Faculty

John Graves, PhD, Professor at Vanderbilt University School of Medicine, where he holds appointments in the Department of Health Policy and the Department of Medicine

John Graves

Graves’ career spans over 15 years conducting interdisciplinary research at the intersection of health economics and health care policy.  The focus of his work is on the use of econometric and decision analytic methodologies to inform the development, implementation and evaluation of health care reforms at the state and federal level. His research contributions include modeling efforts that informed both the 2006 Massachusetts health reform legislation and the 2010 Affordable Care Act, for which he served as a lead modeler under a contract with the White House Office of Health Reform. Since joining the Vanderbilt faculty in 2011, Graves has led and published research projects on novel methods for identifying provider shortages, on the returns to hospital spending and quality, and on the value of pharmacogenomic screening in diverse health system populations. He currently leads two large federally-funded research grants on the health effects of insurance coverage expansion among safety net patients in the South, and on the implications of provider network design for access and competition in health insurance markets.

Graves earned his BA in Economics and English from The University of the South in Sewanee, Tennessee.  He holds a Ph.D. in Health Policy from Harvard University and is the recipient of fellowships and awards from the Agency for Health Care Research and Quality, the National Institute on Aging, the National Bureau of Economic Research, the American Statistical Association, and the National Academy of Social Insurance.

 

Ashley Leech, PhD, Assistant Professor in the Department of Health Policy at the Vanderbilt University School of Medicine

Ashley Leech

Dr. Leech’s research combines health services research and health economic methods to answer questions related to healthcare access, delivery, resource allocation, and use, and outcomes for reproductive-age women and their children. She is the Principal Investigator of an NIH/NIDA-funded career development award on Advancing Treatment Outcomes for Pregnant Women with Opioid Use Disorder where she is using decision science methodology to promote the coverage and adoption of high-value healthcare for pregnant women with opioid use disorder, a population that disproportionately faces major impediments to care.  

Dr. Leech completed her post-doctoral training in Health Economics at the Center for the Evaluation of Value and Risk in Health (CEVR) at Tufts University School of Medicine where she focused on decision science methodology and received her Ph.D. in Health Services Research at Boston University School of Public Health.

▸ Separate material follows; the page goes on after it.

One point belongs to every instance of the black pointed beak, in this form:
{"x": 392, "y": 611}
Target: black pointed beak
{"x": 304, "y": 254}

Jinyi Zhu, PhD, Assistant Professor in the Department of Health Policy

Jinyi Zhu

Her research focuses on applications and methods to inform decision-making for resource allocation in public health and health care. Specifically, her research falls into three main areas: 1) resource prioritization for the prevention and treatment of cardiovascular disease, 2) applied model-based cost-effectiveness analysis in other clinical areas including TB and HIV, and 3) methodological advances in disease simulation modeling (e.g., model calibration and validation).

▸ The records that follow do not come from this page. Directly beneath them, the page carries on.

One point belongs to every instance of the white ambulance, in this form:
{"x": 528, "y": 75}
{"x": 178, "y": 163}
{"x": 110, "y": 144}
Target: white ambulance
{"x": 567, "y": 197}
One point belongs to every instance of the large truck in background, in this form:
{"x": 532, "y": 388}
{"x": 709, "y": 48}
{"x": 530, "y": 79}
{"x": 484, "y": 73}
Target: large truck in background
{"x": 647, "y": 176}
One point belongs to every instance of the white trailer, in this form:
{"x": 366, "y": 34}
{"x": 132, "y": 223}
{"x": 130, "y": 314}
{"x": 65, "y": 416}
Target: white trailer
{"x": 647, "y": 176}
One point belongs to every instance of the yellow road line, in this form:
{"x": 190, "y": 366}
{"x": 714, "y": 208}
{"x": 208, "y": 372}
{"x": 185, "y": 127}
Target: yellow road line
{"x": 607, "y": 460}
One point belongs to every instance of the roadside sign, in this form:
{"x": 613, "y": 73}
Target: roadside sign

Dr. Zhu received a Ph.D. in Health Policy from Harvard University in 2022. She also holds an MPH from Yale University and a BS in Biology and BA in economics from Peking University.

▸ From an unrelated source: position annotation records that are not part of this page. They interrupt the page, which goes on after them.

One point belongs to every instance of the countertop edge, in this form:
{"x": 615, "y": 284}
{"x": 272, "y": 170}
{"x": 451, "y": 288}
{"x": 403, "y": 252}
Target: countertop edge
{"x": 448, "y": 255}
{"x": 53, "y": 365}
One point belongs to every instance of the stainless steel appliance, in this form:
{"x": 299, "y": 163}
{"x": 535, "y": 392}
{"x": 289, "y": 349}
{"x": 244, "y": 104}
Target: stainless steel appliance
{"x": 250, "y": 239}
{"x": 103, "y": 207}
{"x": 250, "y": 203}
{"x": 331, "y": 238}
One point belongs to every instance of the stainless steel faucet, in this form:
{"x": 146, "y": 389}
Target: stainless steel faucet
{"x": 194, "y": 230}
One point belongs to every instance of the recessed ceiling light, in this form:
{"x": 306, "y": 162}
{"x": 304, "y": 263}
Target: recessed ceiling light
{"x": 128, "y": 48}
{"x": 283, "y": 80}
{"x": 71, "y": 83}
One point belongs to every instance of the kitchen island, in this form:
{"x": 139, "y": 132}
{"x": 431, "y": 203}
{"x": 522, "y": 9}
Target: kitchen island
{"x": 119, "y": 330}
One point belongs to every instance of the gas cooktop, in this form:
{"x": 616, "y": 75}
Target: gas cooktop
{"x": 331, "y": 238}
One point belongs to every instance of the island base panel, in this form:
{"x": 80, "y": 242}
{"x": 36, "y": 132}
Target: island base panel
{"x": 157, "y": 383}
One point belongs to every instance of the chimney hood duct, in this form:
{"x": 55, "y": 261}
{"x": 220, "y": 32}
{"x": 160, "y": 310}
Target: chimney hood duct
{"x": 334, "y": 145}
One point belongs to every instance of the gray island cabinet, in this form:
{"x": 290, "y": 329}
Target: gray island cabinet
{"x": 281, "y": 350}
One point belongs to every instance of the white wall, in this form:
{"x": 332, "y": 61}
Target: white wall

Shawn Garbett, Director, Informatics Software Development; Assistant Professor in Biostatistics in the Department of Health Policy

Shawn Garbett

His research focuses include applying computational and numerical skills to modeling complex data, Rational Integration of Genomic Healthcare Testing (RIGHT), reproducible manuscripts. He worked for several years at TVA and applied combinatorial optimization to coal burning and linear programming to running the reservoir system. He also worked as a consultant for many years, and got hired at Vanderbilt's Cancer Biology to maintain math models of cancer progression and help run a microscope. Working with the microscope data, it led him to statistics as the best means to interpret the data for the lab. He discovered a new passion in statistics, and went back and got his masters, which has led him to the present here in Biostatistics. He enjoys playing piano and board games, reading science fiction, and programming.

Garbett graduated from Penn State in August 2014 with an M.S. in statistics. He completed his undergraduate at Tulane University in New Orleans in electrical engineering and computer science.